Regione Basilicata: la giunta pasquale.

Schermata 2013-03-30 alle 13.09.04Partito con una squadra di sei assessori esterni, probabilmente arriverà con quattro interni al consiglio regionale.

Il soggetto è ovviamente il presidente della Regione De Filippo, intenzionato non solo a ridurre il numero dei componenti della sua giunta (e sua lo scriviamo con la S maiuscola) ma anche a selezionarli all’interno del consiglio regionale.

E in questi giorni di trambusto politico nazionale, siamo tutti (o quasi) col fiato sospeso per scoprire quale sorpresa troveremo dentro l’uovo pasquale di De Filippo.

Lontano dal calvario del segretario nazionale Bersani le settimane di passione politica in Basilicata si allungano
e i nomi che circolano non convincono gran parte dell’opinione pubblica.

Noi non crediamo che sia un discorso di qualità delle persone come in molti si affrettano a specificare, confermando invece che il problema è proprio quello.

Eppure il padre del centro-sinistra lucano (la definizione è di Pasquina Bona) Antonio Luongo dopo il voto è stato chiarissimo quando ha “suggerito” una giunta di rottura. E giunta di rottura, conoscendo De Filippo sarà.

Nell’ultima seduta del consiglio a conclusione del suo intervento sulla “Questione Fenice”, De Filippo ha dedicato una poesia di Eugenio Montale ai consiglieri. Farà la stessa cosa, al momento in cui si schiuderanno le quattro uova assessorili?

L’opposizione, o quel che ne rimane, poco apprezza il lirismo del governatore. Gianni Rosa e Mario Venezia i “gemelli diversi” del fu centro-destra lucano così commentano: “Vito De Filippo si permette di leggere poesie, mentre i cittadini respirano veleno”.

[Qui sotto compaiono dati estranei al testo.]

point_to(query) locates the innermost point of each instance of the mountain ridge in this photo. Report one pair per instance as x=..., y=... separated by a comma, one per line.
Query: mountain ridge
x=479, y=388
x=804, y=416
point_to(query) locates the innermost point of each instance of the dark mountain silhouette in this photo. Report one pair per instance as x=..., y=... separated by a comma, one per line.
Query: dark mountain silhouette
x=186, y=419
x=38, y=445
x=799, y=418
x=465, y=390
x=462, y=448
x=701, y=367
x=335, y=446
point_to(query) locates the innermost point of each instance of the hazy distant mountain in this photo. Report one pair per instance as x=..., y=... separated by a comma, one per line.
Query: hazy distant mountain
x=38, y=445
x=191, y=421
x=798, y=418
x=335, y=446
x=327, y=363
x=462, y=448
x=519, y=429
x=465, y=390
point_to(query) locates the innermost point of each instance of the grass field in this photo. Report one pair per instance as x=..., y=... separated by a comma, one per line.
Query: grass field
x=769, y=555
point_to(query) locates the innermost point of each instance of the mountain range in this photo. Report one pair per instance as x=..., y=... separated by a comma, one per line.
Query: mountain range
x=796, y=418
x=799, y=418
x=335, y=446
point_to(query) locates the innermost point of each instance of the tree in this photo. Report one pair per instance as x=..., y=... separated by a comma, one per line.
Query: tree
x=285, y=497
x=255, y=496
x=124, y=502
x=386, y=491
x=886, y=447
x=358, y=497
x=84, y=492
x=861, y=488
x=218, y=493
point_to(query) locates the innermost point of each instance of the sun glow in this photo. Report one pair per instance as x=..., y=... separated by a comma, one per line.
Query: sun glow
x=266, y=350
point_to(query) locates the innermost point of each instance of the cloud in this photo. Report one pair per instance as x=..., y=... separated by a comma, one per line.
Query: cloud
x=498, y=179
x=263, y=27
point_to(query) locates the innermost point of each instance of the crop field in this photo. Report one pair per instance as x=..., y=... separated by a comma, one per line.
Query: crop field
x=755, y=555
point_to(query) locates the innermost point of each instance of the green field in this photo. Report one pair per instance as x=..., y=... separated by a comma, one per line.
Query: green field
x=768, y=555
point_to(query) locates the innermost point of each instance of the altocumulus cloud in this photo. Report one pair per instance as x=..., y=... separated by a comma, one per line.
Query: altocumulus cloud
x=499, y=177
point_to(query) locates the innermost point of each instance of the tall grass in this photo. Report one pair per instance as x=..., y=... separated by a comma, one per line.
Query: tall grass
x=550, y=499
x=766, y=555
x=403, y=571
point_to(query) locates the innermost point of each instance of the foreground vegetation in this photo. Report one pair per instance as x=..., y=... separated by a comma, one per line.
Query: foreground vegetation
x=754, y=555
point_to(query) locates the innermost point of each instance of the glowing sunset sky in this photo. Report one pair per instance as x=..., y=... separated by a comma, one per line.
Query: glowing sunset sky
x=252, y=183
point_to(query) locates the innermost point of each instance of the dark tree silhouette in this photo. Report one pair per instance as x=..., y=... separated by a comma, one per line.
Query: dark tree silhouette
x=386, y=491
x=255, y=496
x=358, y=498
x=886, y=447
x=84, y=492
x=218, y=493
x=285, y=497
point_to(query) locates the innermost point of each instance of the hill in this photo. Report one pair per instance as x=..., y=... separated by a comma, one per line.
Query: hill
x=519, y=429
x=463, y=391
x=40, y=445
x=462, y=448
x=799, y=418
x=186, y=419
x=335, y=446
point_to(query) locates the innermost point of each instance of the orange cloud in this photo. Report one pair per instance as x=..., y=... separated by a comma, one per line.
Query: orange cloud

Ma intanto a noi interessano i “papabili”. Chi sono? C’è poco da sfogliare la margherita, anzi di questi tempi meglio l’ulivo.

Tra le foglie ci sono Nicola Benedetto, il socialista Vita e Mazzeo Cicchetti oltre a Mollica dell’UDC. Il dandy della sanità lucana, Martorano pare essere ormai fuori gioco. Il soldato Pittella invece dovrebbe essere l’unico a salvare la pelle. E a proposito di lirismo ci mancherà, stando alle previsioni, il massimo declamatore delle liriche dorotee: Vincenzo Viti.

Se questa fosse davvero la giunta prescelta, non c’è dubbio che la credibilità di De Filippo subirebbe un altro colpo: partiti per cambiare tutto, alla fine, e ancora una volta, non si sarebbe cambiato niente.